With the new rumors about Fiji's improved scalar unit (memory stores, full instruction set, one scalar unit per CU), the GCN architecture seems to be moving even closer to throughput oriented in-order CPUs with wide SIMD.
I am aware of the scalar memory store capability, as that was added in Tonga and is part of the latest GCN ISA document. The other two items I have not seen mooted for Fiji, although we should know rather soon what, if any, tweaks it has over Tonga. Full instruction set I've seen as a theoretical, and one scalar unit is already the case. Did you mean something like the data cache (maybe?) being replicated per CU?
Knights Landing has a simple in-order scalar pipeline that handles branching and control flow (and uniform integer math and uniform loads/stores can be offloaded to it), 512 bit AVX (16 wide for 32 bit float), 4 way hyperthreading (GCN is 10 way). Similarities are striking.
From what I've seen, Knights Landing is a superscalar OoOE processor with a speculative execution and memory pipeline, far stronger memory model, precise exceptions for the integer domain--at a minimum, and it meets the level of rigor that permits each core to function as a host processor.
I am curious if Knights Landing's vector sections are listed separately due to some kind of separate scheduling or memory domain, which might provide something closer to a design parallel. The other design parallels, from SIMD width and the presence of more than one hardware thread do not seem much closer between the two compared to other SMT and SIMD implementations.
256 bit (32 bytes) resource descriptor is significant amount of data. However, you also need to send 64 UVs, 64*2*sizeof(float) = 512 bytes. The resource descriptor is only 6.25% of the data. Some sampling instructions also need mip level or gradient (further reducing the resource descriptor percentage). It is not that bad design call. It gives AMD lots of flexibility in the future.
If I may weigh in on one possible factor, going back to 2011 and the early days of GCN, was that AMD was actively trying to reduce the amount of hidden state for the CU's execution context.
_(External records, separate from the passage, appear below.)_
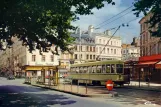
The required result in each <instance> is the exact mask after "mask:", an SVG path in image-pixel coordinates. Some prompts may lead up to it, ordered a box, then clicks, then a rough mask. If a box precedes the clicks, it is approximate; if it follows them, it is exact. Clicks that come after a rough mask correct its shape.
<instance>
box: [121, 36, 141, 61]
mask: <svg viewBox="0 0 161 107" xmlns="http://www.w3.org/2000/svg"><path fill="white" fill-rule="evenodd" d="M139 57H140V41H139V38H136V37H134V38H133V42H132V43H131V44H122V59H123V60H125V61H129V60H131V61H138V59H139Z"/></svg>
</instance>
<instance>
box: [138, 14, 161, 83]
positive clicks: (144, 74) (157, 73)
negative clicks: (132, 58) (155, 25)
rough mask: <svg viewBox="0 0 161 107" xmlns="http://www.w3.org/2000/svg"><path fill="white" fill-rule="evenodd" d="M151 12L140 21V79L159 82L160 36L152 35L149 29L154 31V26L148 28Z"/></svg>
mask: <svg viewBox="0 0 161 107" xmlns="http://www.w3.org/2000/svg"><path fill="white" fill-rule="evenodd" d="M151 16H152V13H149V14H148V15H147V16H145V17H143V18H142V19H141V20H140V21H139V23H140V35H141V36H140V55H141V57H140V58H139V63H138V67H139V69H140V70H139V72H140V74H139V75H140V77H141V80H144V81H145V80H146V79H147V78H150V82H157V83H161V80H160V78H161V63H160V61H161V41H160V37H152V36H151V33H150V32H149V30H152V31H155V30H156V27H153V28H151V29H149V26H150V24H149V23H145V22H147V21H148V20H149V19H150V17H151Z"/></svg>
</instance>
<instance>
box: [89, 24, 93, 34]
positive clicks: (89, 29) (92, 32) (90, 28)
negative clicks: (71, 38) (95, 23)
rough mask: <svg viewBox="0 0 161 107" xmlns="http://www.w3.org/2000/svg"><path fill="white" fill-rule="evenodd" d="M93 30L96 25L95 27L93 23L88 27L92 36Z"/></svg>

For me, Google only brings up a few references to this, with one my posts being one of them, oddly enough.
The texture path is an area where they had not fully exposed the CU's execution context to software, possibly related to the phase in the texturing process where texture accesses that require multiple samples are cracked into separate cache accesses and eventually returned as filtered values.
Explicit passing of descriptors to the vector memory path exposes what was once a separate collection of internal states. The GCN scalar unit itself might be more notable in that it is software-exposed, but there would have been a hardware analog running in the shadows before the clause model was abandoned.
In light of this goal, there is much less that is moving independently of a shader context for a compute architecture that had compute context-switching and pervasive virtualization as a design target. Pointer passing would mean there would be an engine doing who knows what if a context switch were ordered, and literal data passing doesn't need to worry about maintaining virtualization, since that was already handled by the explicit virtual memory system prior to it making it to the scalar registers.
A TMU descriptor engine without the necessary synchronization or translation hardware would be potentially destructive, whilst having one that elaborate would be more expensive. One potential reason for the way things are is that the scalar unit might have been such an engine prior to being exposed in GCN.
For AMD's specific compute goals, passing the descriptor data itself may have been necessary for their implementation needs on the path towards the FSA-now-HSA model they wanted.
Programmatically generating resource descriptors may have been a consequence they might have noted, although Mantle's choice to not go down that route may point to a level of disinterest or pitfalls in the technology.
It would be very different system behavior, which they may not have been able to validate, and which may have been too exotic compared to other architectures to get broad buy-in. There may be driver behaviors in Mantle that assumed too much of the old model persisted to allow shaders to generate another layer of dynamic state that could interact with existing states.
Another, going back to what Knight's Corner has that GCN does not, is that GCN has at least some FP exception tracking, but many other faults not vector-related are very imprecise. Basing Mantle 1.0 on programmatic descriptors built on hardware with a blind spot over its binding implementation may have been premature or possibly too binding at a low level for maintaining compatibility or changing implementations.
Don't get fooled by the maximum amount of compute queues (shown by some review sites).
I still don't get where the controversy is coming from on this. AMD's description of queues and the processors that manage them seems straightforward to me.
I was thinking about a shader that stores the resource descriptors in the instruction stream. This ensures that the the resource descriptors never miss the cache (as the instruction stream is prefetched linearly and the resource descriptor and the sampling instruction share the same scalar/instruction cache line).
The SALU's immediate handling might allow this, although the payload efficiency is not great and it might take some additional fiddling to prepare the destination registers.
It may not work with programmatically generated values. The GCN ISA docs don't seem to offer a clear avenue for dynamically changing code.